RJ Marquez joined cheerleading his senior year of high school.
“The girls on the Lakeland cheer team convinced me,” Marquez said.
He is also one of the few male cheerleaders who will cheer at the collegiate level, at Lewis Clark State college. He will be majoring in welding technologies.
“I had some family members that did cheerleading in high school,” Marquez said. “I want to be the first one to do it collegiately.”
In the college, Marquez hopes to make good friendships with the girls and the one other male on the team.
Marquez has worked with the Lakeland cheer team for a year and can do a two man stunt. He hopes to improve his stunts by working on a one man stunt and his tumbling.
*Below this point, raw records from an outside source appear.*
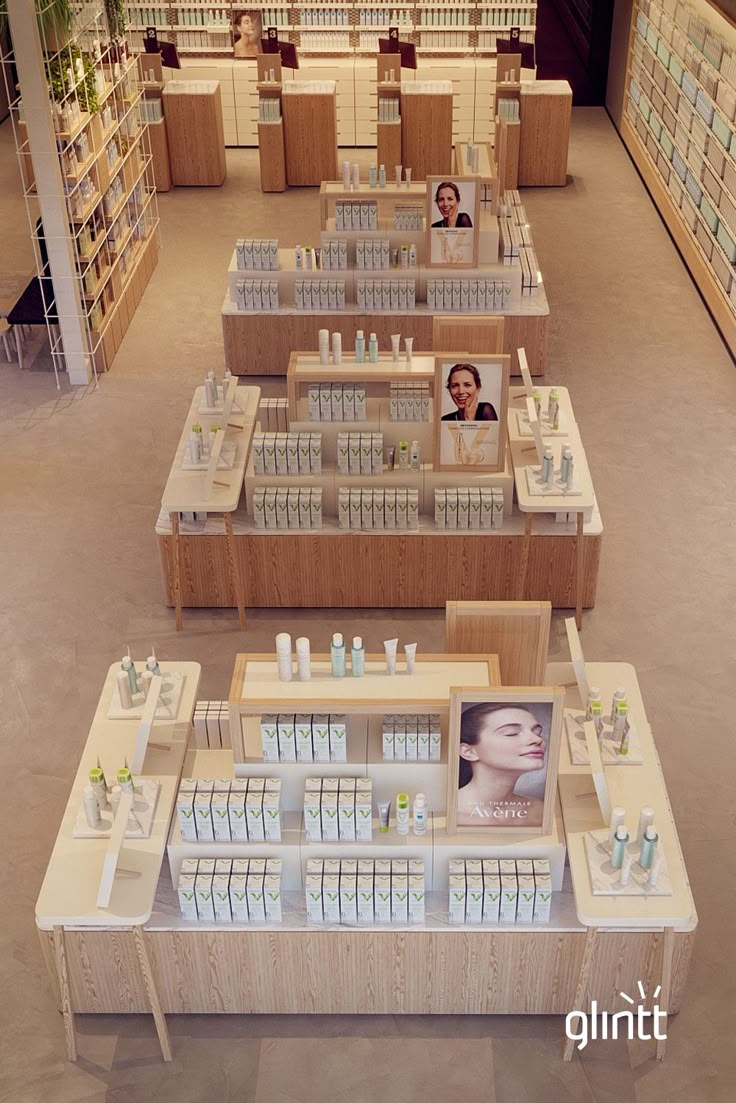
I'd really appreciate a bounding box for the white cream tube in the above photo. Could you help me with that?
[276,632,292,682]
[391,333,402,364]
[383,638,398,674]
[297,635,312,682]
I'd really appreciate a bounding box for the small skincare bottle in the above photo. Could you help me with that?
[611,824,629,869]
[330,632,345,678]
[414,793,427,835]
[350,635,365,678]
[396,793,409,835]
[639,824,659,869]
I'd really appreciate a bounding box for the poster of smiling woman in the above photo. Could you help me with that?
[447,686,565,837]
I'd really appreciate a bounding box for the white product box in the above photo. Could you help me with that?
[340,870,358,927]
[448,872,466,923]
[499,874,519,923]
[245,778,264,842]
[357,872,373,925]
[373,877,391,923]
[212,874,233,923]
[329,713,348,762]
[227,788,248,843]
[177,789,196,843]
[391,869,409,923]
[533,872,552,923]
[260,713,279,762]
[194,785,214,843]
[338,785,355,843]
[211,793,231,843]
[263,792,281,843]
[194,874,215,923]
[312,716,330,762]
[177,874,198,922]
[230,870,249,923]
[466,863,483,923]
[246,863,266,923]
[278,713,297,762]
[321,785,340,843]
[408,874,425,923]
[264,874,282,923]
[305,874,322,923]
[322,874,340,923]
[516,876,534,923]
[294,713,314,762]
[483,872,501,923]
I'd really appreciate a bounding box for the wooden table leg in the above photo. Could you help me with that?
[132,927,173,1061]
[225,513,246,629]
[563,927,598,1061]
[575,513,585,631]
[52,927,76,1061]
[169,513,182,632]
[516,513,534,601]
[657,927,674,1061]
Marquez is looking forward to the basketball game he will be cheering at and the competitions that the team will compete in.
The advice Marquez gives to males wanting to cheer is “Do it.”
He believes cheerleading and wrestling are very similar. Wrestling is a very male dominated sport that females are getting into and he thinks more girls need to join, and cheer is a female dominated sport that males need to join more.